Canada’s GDP grows 0.8% in October – Update


By Paul Vieira

OTTAWA – Canada’s gross domestic product grew in October at its fastest pace in seven months, suggesting the economy was in high gear early in the fourth quarter before concerns arose over the Covid-19 Omicron variant.

Canada’s GDP, which tracks general economic activity, climbed 0.8% in October from the previous month to C $ 2.2 trillion, seasonally adjusted, the equivalent of about 1.56 trillion US dollars. October’s advance matched the market consensus, according to economists at TD Securities.

The previous month, GDP grew by 0.2% revised.

Meanwhile, Statistics Canada said an early estimate for November suggests GDP grew 0.3%, which would mark the sixth consecutive month of acceleration in output. This estimate is considered preliminary and subject to revision.

Including the November estimate, Canadian production by industry is approaching pre-pandemic levels, just 0.1% below the data for February 2020. Canada’s monthly GDP report incorporates production at the level of l ‘industry. Quarterly GDP data take into account production at the industry level, as well as expenditure and investment.

The Bank of Nova Scotia’s economics team said indicators for October and November suggest the Canadian economy is on track for an annualized growth rate of 6.6% in the fourth quarter, faster than an increase of 5.4% from July to September. The Bank of Canada forecasts a 4% annual rate gain for the fourth quarter.

However, economists warn that Canada’s GDP is likely to lag late in the fourth quarter due to two factors: severe flooding in British Columbia, which upended activity in Canada’s third most populous province; and further restrictions from regional authorities to curb a sharp rise in Covid-19 cases due to the Omicron variant.

The country’s seven-day average, on an adjusted basis, increased on December 22 to its highest level since the start of the pandemic, doubling more in the space of a week. The number of cases in Canada is just over half of what it is in the United States on a per capita basis, while at the start of the month it was at one-third of American levels. Regional authorities have either closed businesses, such as gymnasiums and bars, or imposed capacity limits.

Nonetheless, the October report and the November estimate indicate that economic growth in the fourth quarter will be stronger than expected by the Bank of Canada, “and means the bank might not be too concerned about the further disruption due to the deteriorating coronavirus situation, ”Capital Economics said in a note to clients.
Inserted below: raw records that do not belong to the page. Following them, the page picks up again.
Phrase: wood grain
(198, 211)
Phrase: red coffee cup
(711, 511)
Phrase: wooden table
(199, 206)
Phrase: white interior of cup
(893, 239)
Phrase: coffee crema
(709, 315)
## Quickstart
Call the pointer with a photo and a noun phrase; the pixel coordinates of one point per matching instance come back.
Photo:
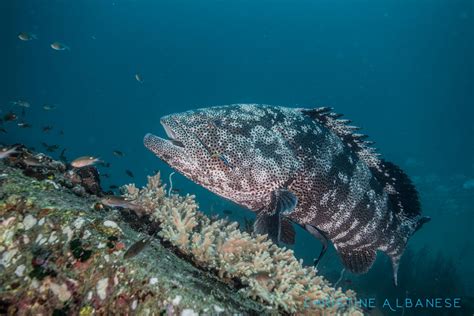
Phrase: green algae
(60, 255)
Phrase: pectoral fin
(321, 237)
(271, 222)
(358, 261)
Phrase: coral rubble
(268, 273)
(61, 252)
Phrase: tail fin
(404, 203)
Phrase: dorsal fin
(347, 133)
(402, 193)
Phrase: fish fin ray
(358, 261)
(346, 132)
(287, 234)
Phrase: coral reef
(268, 273)
(61, 252)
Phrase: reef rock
(61, 253)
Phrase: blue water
(401, 70)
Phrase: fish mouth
(173, 138)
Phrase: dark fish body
(304, 166)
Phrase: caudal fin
(404, 203)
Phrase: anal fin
(287, 232)
(358, 261)
(321, 237)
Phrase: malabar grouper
(302, 166)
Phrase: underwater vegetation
(62, 252)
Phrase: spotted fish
(297, 166)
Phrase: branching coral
(270, 274)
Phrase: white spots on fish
(343, 177)
(325, 198)
(345, 232)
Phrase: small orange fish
(25, 36)
(84, 161)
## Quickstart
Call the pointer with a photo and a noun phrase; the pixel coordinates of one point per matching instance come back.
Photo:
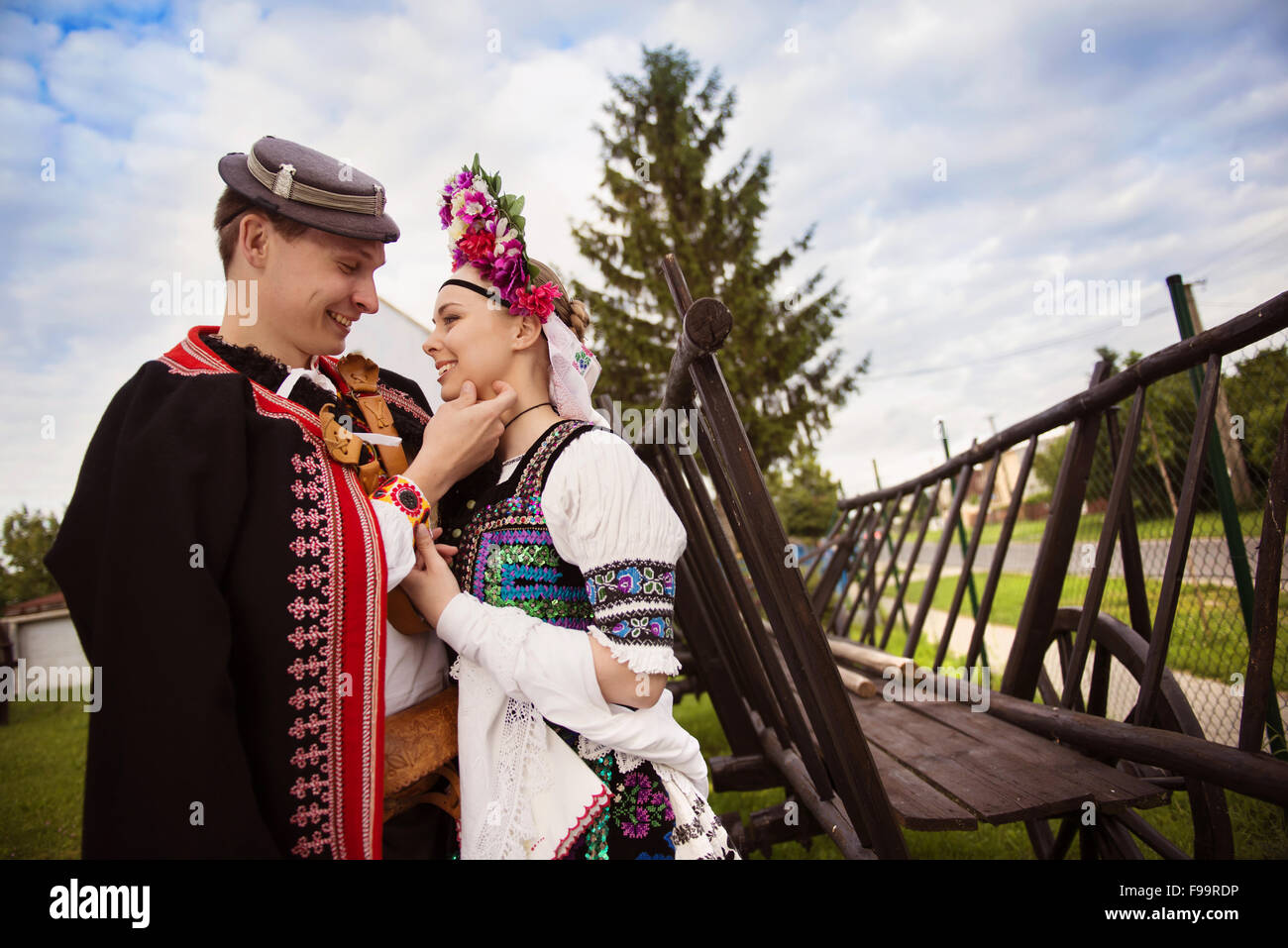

The rapid spread of Covid-19 in December portends a weak first quarter for 2022, the forecasting firm added. “But given the stronger starting point in the fourth quarter, the negative effect of these restrictions – which will ultimately be temporary – may not delay the bank’s tightening plans.”

The Bank of Canada has indicated that it may be ready to increase its benchmark interest rate starting in the second quarter of 2022, when it expects the economic slowdown to be absorbed.

GDP data for October indicated that manufacturing, construction and real estate fueled the advance, which was the largest month-over-month increase since last March.